The economic data was fairly sparse last week but what there was actually turned out to be pretty good. Considering the economic forecasting track record of Bernanke & Co., it would just figure if the US economy is rebounding just as the Fed pours more monetary fuel on the fire. It would also be terribly ironic and painful if the Fed ends up causing the very relapse QE II is intended to prevent. The retail sales reports last week sure didn’t show a lack of shoppers. The Goldman report showed a week to week gain in sales of 1.3% and year over year gains of 3.4%. As I’ve pointed out repeatedly, this recession has almost nothing to do with a lack of consumption no matter how many times the pundits say that it is.
Mortgage applications are rising again for both purchases and refinancings. I don’t know how much longer the housing market will take to clear out the inventory but I do know that there is one thing that works like a charm to speed the process – lower prices. For God’s sake, just let the market clear so we can get this over with. The trade deficit improved a bit last month. Exports improved slightly and imports fell but I can’t help pointing out that the prices of both are rising fairly rapidly. Export prices were up 5.8% and import prices by 3.6% over the last year which might not be hyper-inflation but sure as hell isn’t deflation either.In the best news of the week, jobless claims fell back to 435k. It still isn’t low enough but it is again moving in the right direction and let’s hope it keeps going to under the 400k level.
As I noted above, markets of almost all stripes took a bit of a hit last week but in the context of the recent rallies, it wasn’t that big of a deal. I suspect there is more to go though and I did some selling last week. Our cash levels are now up to about 11% and I am having a very difficult time not just selling everything and taking the rest of the year off. And if I’m thinking that, surely there must be others doing the same. A couple of weeks ago, a lot of people were thinking the market would have to go higher into year end as portfolio managers played catch up, but now we might be in the opposite situation. We’re up double digits this year and that isn’t a bad year for ten months work. Performance anxiety by portfolio managers works both ways and what that might mean is just more volatility in coming weeks.

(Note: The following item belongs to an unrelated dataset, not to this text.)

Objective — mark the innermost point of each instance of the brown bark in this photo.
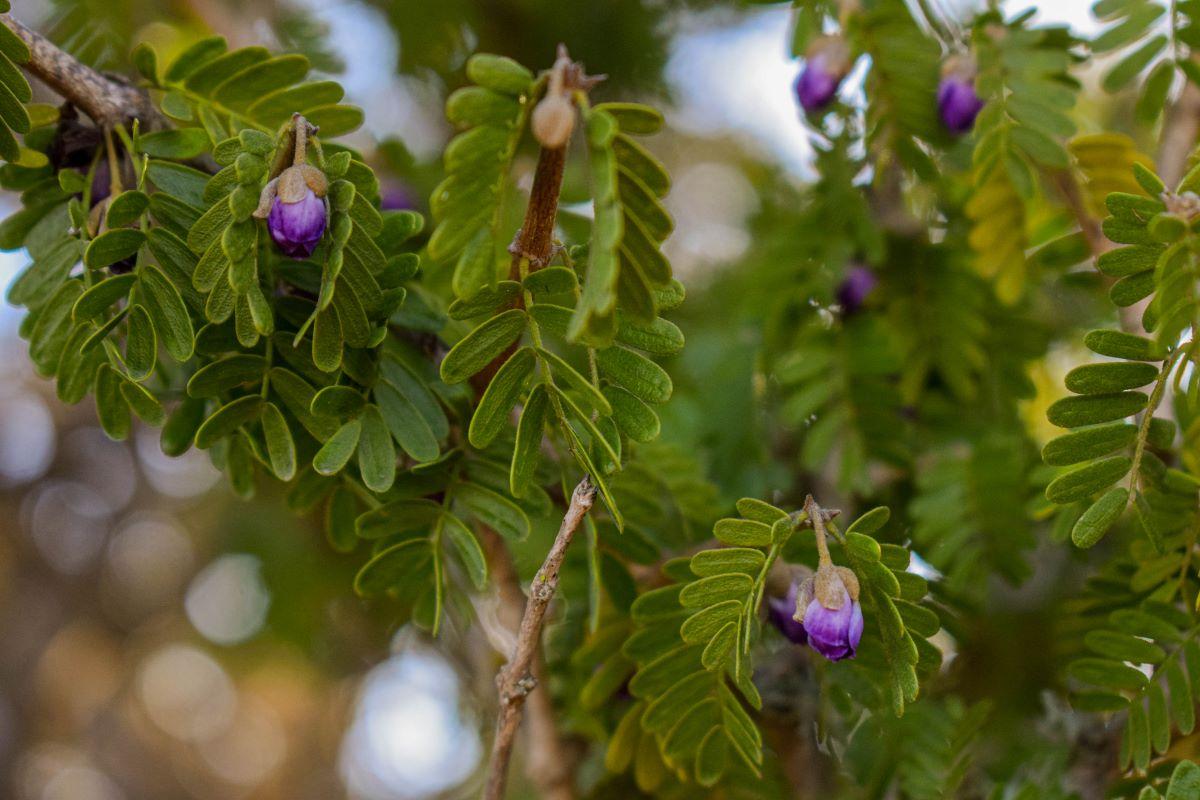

My main concern over the last few weeks has been sentiment which continues to be way too optimistic in my opinion. Bulls are now up to 57.6% of the AAII poll respondents and anything over 50% makes the hair on the back of my neck stand up. Alright, I don’t have any hair on the back of my neck but if I did it would surely be twitching right now. In thinking through things I can find plenty of reasons to be cautious and damn few to be bullish except that the Fed’s new dollars have to go somewhere and I’d really like to get there ahead of them. That’s a game for speculators, not investors and I’m inclined to watch from the sidelines.